Hacker News new | past | comments | ask | show | jobs | submit login

And if that hypothesis is based on data, great. And if there is no other alternative, fine -- but this technique should be viewed as a last resort (and an unusual one), not a first step.



Wait a minute. First of all, the data is simply "there is a reproducible bug in the program". The real hypothesis is that a small, localized portion of the code is responsible for the defect. To find it, you can try binary search. If you have a better idea of the location, then by all means.

Second, when you have a bug and you write a unit test, you are effectively commenting out the entire codebase except for the function under test. When you have a compiler error, whether it's a syntax/semantics bug in your code or a bug in the compiler, sometimes you need to produce a minimal example, so you have to cut cut cut until the bug is just barely provoked. When you have a pipeline of data transforms, and the end result is suddenly borked, it can work to chop off half the transforms and look at the result. When latex is crashing for some unintelligible reason, just comment out half of your document and see if the problem goes away.

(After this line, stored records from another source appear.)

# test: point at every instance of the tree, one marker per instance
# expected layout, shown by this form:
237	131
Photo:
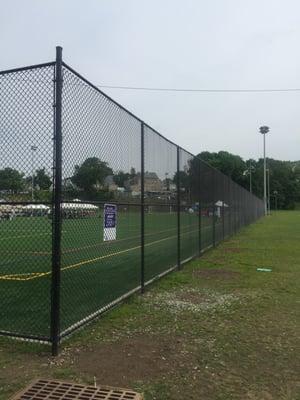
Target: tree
42	180
231	165
121	177
11	180
90	175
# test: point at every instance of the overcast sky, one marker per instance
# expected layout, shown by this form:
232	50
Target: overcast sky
215	44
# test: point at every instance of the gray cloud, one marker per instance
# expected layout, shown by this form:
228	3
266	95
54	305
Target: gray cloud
171	43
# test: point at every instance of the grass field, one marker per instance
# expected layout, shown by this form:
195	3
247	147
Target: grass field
94	272
217	330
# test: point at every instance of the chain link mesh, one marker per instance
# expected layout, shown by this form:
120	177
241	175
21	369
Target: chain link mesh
168	205
26	161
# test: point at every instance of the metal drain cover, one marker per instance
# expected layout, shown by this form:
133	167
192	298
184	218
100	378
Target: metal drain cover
59	390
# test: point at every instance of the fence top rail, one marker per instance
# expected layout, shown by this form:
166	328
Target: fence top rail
35	66
139	119
52	63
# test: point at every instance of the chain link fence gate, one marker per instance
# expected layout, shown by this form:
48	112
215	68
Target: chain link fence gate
69	153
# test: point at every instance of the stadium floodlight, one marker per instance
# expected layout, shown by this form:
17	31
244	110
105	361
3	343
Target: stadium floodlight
264	130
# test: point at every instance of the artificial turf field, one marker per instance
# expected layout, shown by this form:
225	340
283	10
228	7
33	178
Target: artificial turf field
93	272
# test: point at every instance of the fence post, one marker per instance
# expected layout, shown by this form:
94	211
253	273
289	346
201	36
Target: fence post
142	208
178	209
199	209
223	220
214	210
56	206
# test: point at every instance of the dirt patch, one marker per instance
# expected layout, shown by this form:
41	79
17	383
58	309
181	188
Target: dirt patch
232	250
192	300
132	359
217	273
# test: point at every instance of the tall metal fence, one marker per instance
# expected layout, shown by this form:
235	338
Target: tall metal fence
94	203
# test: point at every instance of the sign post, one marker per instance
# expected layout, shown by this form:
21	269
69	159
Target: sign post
110	222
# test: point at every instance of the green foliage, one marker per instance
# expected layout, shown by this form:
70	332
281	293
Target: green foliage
284	176
11	180
90	176
231	165
120	178
42	180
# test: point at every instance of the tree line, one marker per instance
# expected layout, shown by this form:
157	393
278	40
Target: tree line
89	178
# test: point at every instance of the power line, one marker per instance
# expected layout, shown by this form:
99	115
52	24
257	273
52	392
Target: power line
157	89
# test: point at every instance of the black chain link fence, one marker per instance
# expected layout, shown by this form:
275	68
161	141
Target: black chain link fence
94	203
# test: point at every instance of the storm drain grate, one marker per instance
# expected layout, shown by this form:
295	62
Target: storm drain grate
59	390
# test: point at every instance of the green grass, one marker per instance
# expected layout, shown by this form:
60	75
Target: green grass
94	272
218	329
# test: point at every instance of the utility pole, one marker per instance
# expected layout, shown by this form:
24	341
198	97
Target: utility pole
264	130
33	150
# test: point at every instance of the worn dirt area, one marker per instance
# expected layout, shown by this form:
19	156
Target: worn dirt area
217	273
133	359
233	250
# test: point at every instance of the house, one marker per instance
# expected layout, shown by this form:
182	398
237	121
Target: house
109	183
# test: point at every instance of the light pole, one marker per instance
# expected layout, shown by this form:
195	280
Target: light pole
33	150
275	195
268	192
263	130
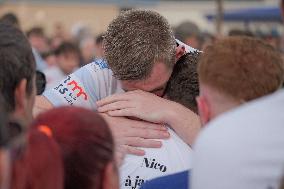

Sure it's really dumb if you're just excluding a* .c through m* .c (spaces due to HN formatting rules), but figuring out if the problem is in the first or second half of main is not outrageous. I don't think the guy was presenting it as the first step ("If you have no idea where your bug lives"), but I do agree that it comes across as a little naive, since he should have talked about all of the other techniques available first. So the problem isn't so much the lack of a hypothesis, but the inefficient experimental approach of using a brute force technique indiscriminately.

I think the last resort is reached a little sooner for some types of bugs and some experience levels (language, environment, codebase, programming), and yes in many cases it won't even do anything for you.

Personally I always liked dtrace. This guy gave a demo of it at my university once, I thought it was great, one of the best talks I've seen.


Part of the scientific method is that you generate hypotheses based on the data you have, not that you generate random hypotheses. It's a directed way of thinking.

> The real hypothesis is that a small, localized portion of the code is responsible for the defect. To find it, you can try binary search.

In your example, you used this as an assumption, not a hypothesis. And it's not quite right: the assumption you made is that the _presence_ of a small portion of code is responsible for the defect. That's very different than saying that the code is more broadly responsible for the defect. In my experience, very few bugs are caused by the mere presence of some code.

> When you have a compiler error, whether it's a syntax/semantics bug in your code or a bug in the compiler, sometimes you need to produce a minimal example, so you have to cut cut cut until the bug is just barely provoked. When you have a pipeline of data transforms, and the end result is suddenly borked, it can work to chop off half the transforms and look at the result. When latex is crashing for some unintelligible reason, just comment out half of your document and see if the problem goes away.

Those are fine solutions for those very specific, very simple problems. Given the problem space, the assumption that the error is caused directly by the presence of some input is well-founded.


Sorry, I'm kind of confused here. Why is the approach I'm defending considered random and not based on data? Is the generation of random hypotheses in general considered unscientific? What about fuzz testing or pharmaceutical R&D? What is the precise difference between hypotheses and assumptions in the context of the scientific method? What is the difference between the presence of a small portion of code being responsible and the code being more broadly responsible? Why the emphasis on presence?


Because it seems you're making an assumption about the problem being reproducible and identifiable by running half the code. I've never found this to be the case. Ever. Its a strange idea. Where does this come from? This isn't a hypothesis based on data, it is an assumption. And a bizarre one.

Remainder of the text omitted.